Sixty apple trees have been planted on the shores of Rutland Water as a lasting memento of the Queen’s diamond jubilee.
The Lord Lieutenant of Rutland Dr Laurence Howard and managing director of Anglian Water Peter Simpson planted the last tree in the clearing at Barnsdale Wood during a ceremony on Friday.
The project to plant the orchard was carried out by staff from Anglian Water, which owns Rutland Water, pupils from Brooke Priory School, the Stamford Community Orchard Group and the Leicestershire and Rutland Wildlife Trust.
It is part of the diamond jubilee woods project organised by the Woodlands Trust, which aims to plant more than six million trees during the year.
The orchard includes 60 different varieties of traditional English apple trees which have been planted in blossoming order so that when they’re flowering the bright colours will spread down the slope towards the water’s edge.
The trees were provided by Stamford Community Orchard Group.
Mr Simpson said: “It’s been a pleasure to work with the local community on this project, we really couldn’t have done it without their help.
“We thought it was a great idea to make use of this part of Rutland Water.

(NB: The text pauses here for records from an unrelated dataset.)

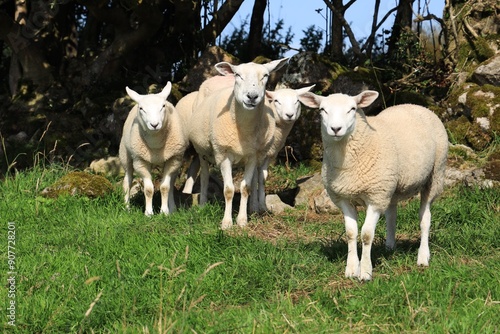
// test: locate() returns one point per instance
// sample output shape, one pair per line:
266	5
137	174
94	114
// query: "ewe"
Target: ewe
233	126
378	161
286	109
152	136
184	108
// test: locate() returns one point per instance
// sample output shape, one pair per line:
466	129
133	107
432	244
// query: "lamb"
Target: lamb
378	161
286	109
152	136
233	126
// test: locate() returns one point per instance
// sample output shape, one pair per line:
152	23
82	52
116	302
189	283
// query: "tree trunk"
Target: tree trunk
30	62
402	22
337	32
256	28
221	18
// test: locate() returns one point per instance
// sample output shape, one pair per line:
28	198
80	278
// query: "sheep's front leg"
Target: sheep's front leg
351	229
127	182
424	253
390	221
144	171
245	189
263	172
254	196
367	235
167	186
226	169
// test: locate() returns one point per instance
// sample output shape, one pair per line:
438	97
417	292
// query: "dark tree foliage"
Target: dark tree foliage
312	39
274	44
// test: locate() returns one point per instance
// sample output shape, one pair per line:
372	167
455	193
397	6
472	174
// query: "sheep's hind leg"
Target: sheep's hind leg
204	178
227	177
192	171
367	235
149	190
254	196
245	189
167	187
351	229
127	183
390	221
425	226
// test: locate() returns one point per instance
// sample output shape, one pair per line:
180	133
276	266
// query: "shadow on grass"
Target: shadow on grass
336	250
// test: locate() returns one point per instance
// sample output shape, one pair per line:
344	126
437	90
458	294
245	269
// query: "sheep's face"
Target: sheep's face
338	112
338	115
152	108
286	103
250	80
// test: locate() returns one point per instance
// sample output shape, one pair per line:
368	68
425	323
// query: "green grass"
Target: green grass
90	266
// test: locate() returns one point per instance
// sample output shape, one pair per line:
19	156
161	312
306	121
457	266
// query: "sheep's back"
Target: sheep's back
420	144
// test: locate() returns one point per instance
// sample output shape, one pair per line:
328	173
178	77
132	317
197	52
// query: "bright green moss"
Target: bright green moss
79	183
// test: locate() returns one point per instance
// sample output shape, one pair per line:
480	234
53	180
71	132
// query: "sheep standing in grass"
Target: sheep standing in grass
152	136
233	126
185	108
378	161
286	109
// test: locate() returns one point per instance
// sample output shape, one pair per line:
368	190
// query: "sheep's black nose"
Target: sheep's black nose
335	130
252	96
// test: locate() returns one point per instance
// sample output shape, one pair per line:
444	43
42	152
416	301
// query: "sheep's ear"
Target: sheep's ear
224	68
310	100
133	94
366	98
303	90
166	90
269	95
276	64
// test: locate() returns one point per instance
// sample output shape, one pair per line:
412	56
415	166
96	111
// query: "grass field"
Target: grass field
86	265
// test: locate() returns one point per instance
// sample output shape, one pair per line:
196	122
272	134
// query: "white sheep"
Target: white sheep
286	109
233	126
185	108
378	161
152	136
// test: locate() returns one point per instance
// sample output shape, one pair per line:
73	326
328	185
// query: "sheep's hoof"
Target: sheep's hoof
423	258
352	271
365	277
226	224
242	222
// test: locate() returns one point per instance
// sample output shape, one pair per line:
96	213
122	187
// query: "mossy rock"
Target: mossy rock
79	184
462	131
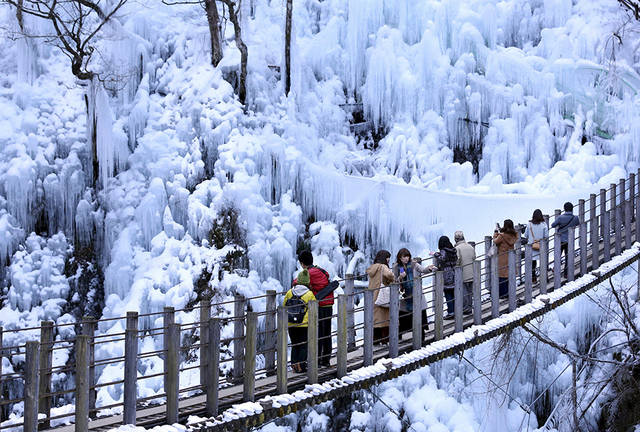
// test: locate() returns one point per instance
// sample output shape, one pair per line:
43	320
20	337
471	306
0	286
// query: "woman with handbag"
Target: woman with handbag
380	277
403	270
536	230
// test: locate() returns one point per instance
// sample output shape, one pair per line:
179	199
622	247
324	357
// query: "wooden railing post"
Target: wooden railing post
495	289
603	210
488	240
89	330
312	344
606	238
250	348
528	273
513	299
593	221
618	219
31	386
571	257
238	338
351	330
557	260
394	319
438	305
172	375
130	368
83	384
343	347
417	310
457	300
205	315
44	391
544	265
477	294
368	328
281	349
270	333
213	369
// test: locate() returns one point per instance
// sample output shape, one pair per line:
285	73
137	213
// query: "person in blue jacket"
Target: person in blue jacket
562	224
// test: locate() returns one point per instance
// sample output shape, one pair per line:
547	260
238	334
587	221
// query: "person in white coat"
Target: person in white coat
536	230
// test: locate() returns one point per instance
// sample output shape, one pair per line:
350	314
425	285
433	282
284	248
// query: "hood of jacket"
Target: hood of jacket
299	290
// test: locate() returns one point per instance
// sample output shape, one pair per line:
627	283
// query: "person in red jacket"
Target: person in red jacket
320	279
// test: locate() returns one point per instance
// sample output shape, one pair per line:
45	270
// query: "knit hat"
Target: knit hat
303	278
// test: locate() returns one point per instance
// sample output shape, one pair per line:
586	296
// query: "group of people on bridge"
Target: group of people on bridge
314	283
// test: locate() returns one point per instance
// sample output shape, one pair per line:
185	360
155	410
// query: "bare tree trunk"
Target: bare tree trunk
214	29
244	53
287	47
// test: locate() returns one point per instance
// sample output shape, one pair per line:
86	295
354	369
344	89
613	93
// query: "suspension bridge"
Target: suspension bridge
258	385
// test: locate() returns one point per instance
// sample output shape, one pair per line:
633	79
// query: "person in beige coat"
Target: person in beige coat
380	275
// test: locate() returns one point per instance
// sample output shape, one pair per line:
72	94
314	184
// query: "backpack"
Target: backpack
296	309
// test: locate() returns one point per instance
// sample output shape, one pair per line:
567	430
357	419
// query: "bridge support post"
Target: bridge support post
627	225
457	300
270	333
513	299
213	368
571	257
557	260
312	344
495	289
89	329
172	375
528	273
281	349
31	378
351	330
487	263
130	369
593	220
82	383
368	328
582	244
438	305
238	337
607	237
618	223
342	336
394	319
603	210
205	315
477	294
250	348
46	357
544	265
416	323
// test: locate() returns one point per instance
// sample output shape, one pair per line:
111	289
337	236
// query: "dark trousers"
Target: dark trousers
406	322
564	250
298	337
324	334
380	335
503	287
449	300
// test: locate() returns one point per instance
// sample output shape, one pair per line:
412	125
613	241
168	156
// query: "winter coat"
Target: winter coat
319	280
446	260
466	257
306	296
563	222
504	243
535	232
406	283
379	275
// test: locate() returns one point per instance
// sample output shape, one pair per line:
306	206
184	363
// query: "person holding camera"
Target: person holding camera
403	270
504	238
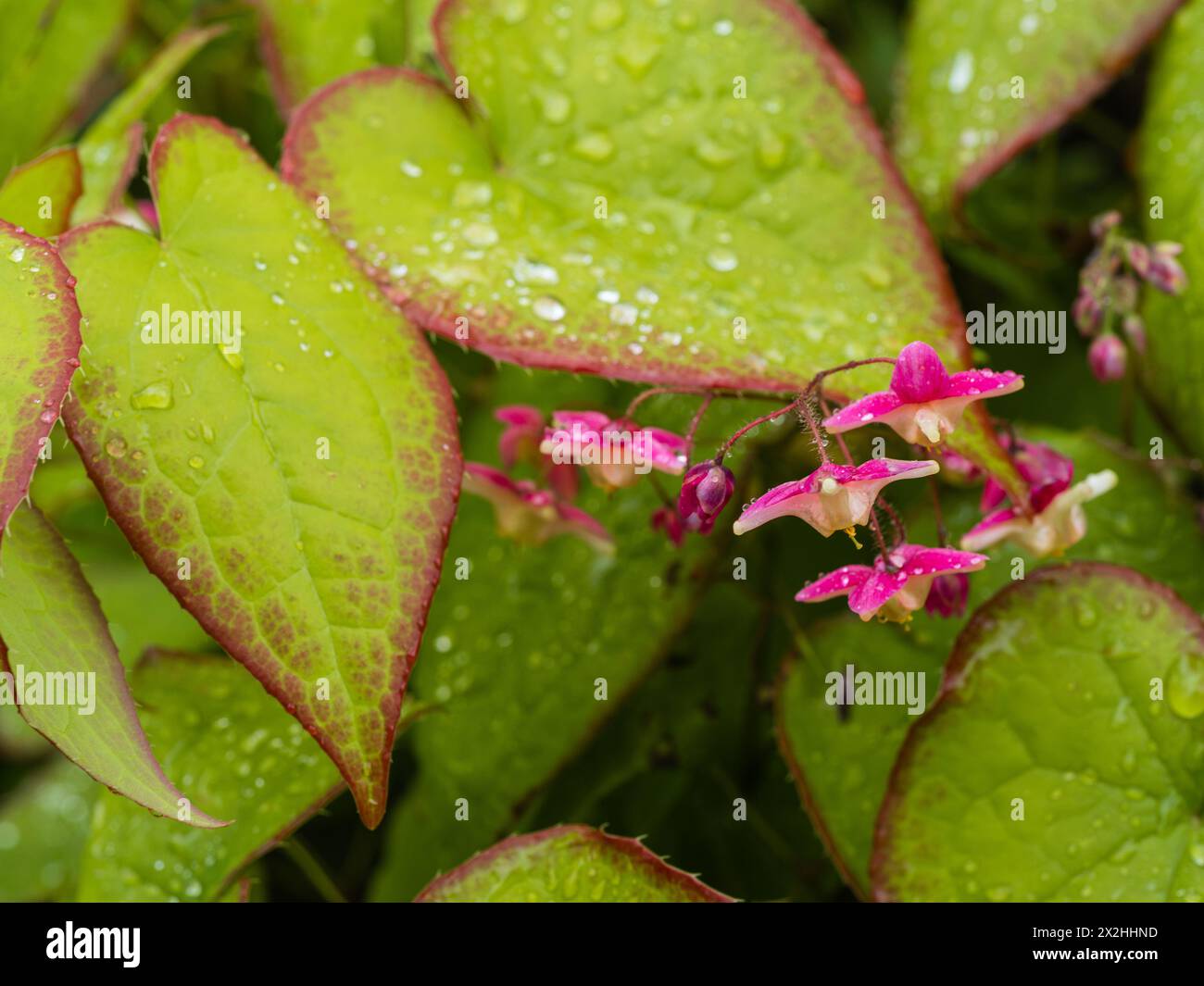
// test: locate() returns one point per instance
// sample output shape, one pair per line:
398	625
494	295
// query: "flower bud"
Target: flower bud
705	493
1166	273
947	595
1108	359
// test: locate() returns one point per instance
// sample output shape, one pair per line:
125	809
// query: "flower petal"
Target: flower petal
863	412
874	593
839	583
919	373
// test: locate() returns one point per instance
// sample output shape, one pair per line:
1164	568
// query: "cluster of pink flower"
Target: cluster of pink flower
923	405
1110	289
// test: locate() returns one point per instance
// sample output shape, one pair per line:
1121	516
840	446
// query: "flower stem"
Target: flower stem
727	445
808	414
942	530
695	421
313	869
882	541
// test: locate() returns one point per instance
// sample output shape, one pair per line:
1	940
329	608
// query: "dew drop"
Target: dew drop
548	308
156	396
1185	686
722	260
595	145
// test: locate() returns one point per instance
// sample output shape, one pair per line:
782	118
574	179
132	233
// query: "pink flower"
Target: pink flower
947	596
1164	272
521	436
1046	471
1108	359
705	493
1056	525
925	402
666	519
520	441
891	595
614	453
834	497
530	514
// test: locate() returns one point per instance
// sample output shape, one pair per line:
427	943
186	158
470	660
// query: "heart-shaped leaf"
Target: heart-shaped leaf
232	745
1063	758
63	672
48	53
140	610
111	147
514	652
306	44
841	756
634	192
571	864
292	476
842	762
1172	167
985	79
44	825
39	196
695	741
39	352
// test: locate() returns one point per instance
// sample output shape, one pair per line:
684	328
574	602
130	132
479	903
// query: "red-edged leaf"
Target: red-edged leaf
56	638
39	352
738	167
983	80
39	195
308	478
1063	757
565	865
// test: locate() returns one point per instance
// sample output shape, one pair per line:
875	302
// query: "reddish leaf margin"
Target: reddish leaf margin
639	854
41	409
958	668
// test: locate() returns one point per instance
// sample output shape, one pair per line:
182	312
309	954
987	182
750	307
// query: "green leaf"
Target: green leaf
49	183
483	227
510	660
39	352
695	738
48	55
44	825
513	653
56	640
842	765
306	44
841	761
295	493
111	147
1172	151
19	742
215	728
982	80
1064	756
571	864
140	610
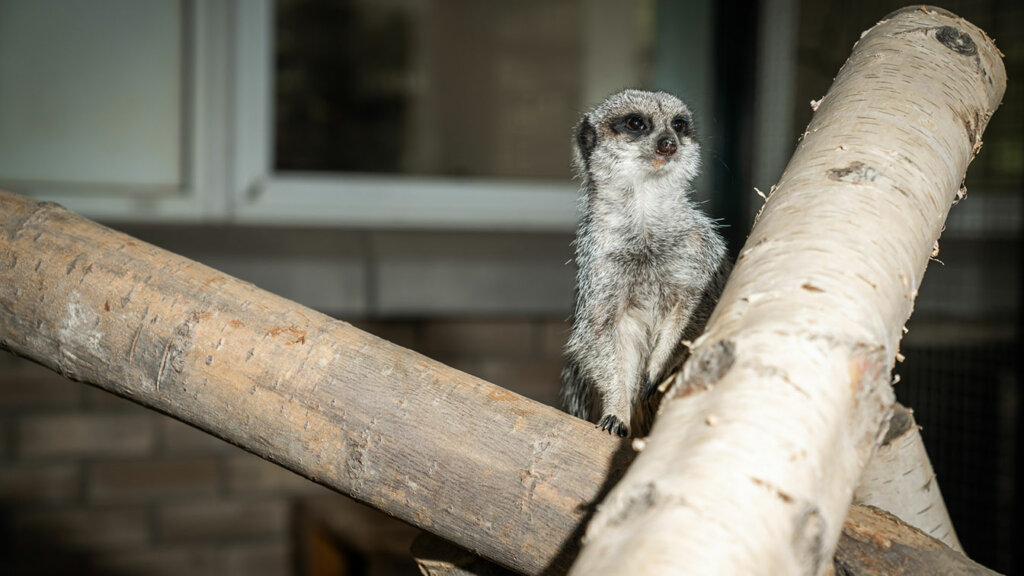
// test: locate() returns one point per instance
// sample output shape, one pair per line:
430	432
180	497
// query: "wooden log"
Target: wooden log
754	459
502	476
876	542
498	474
899	479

“It’s already a popular picnic spot and we hope that by planting this lasting reminder of the fantastic jubilee celebrations earlier this year we can make it even nicer for the local community and visitors to the area.”
Stuart Dainton, from the Woodland Trust, added: “This orchard will become a magnificent space for visitors to enjoy, creating a lasting legacy as a reminder of the jubilee for future generations in Rutland.”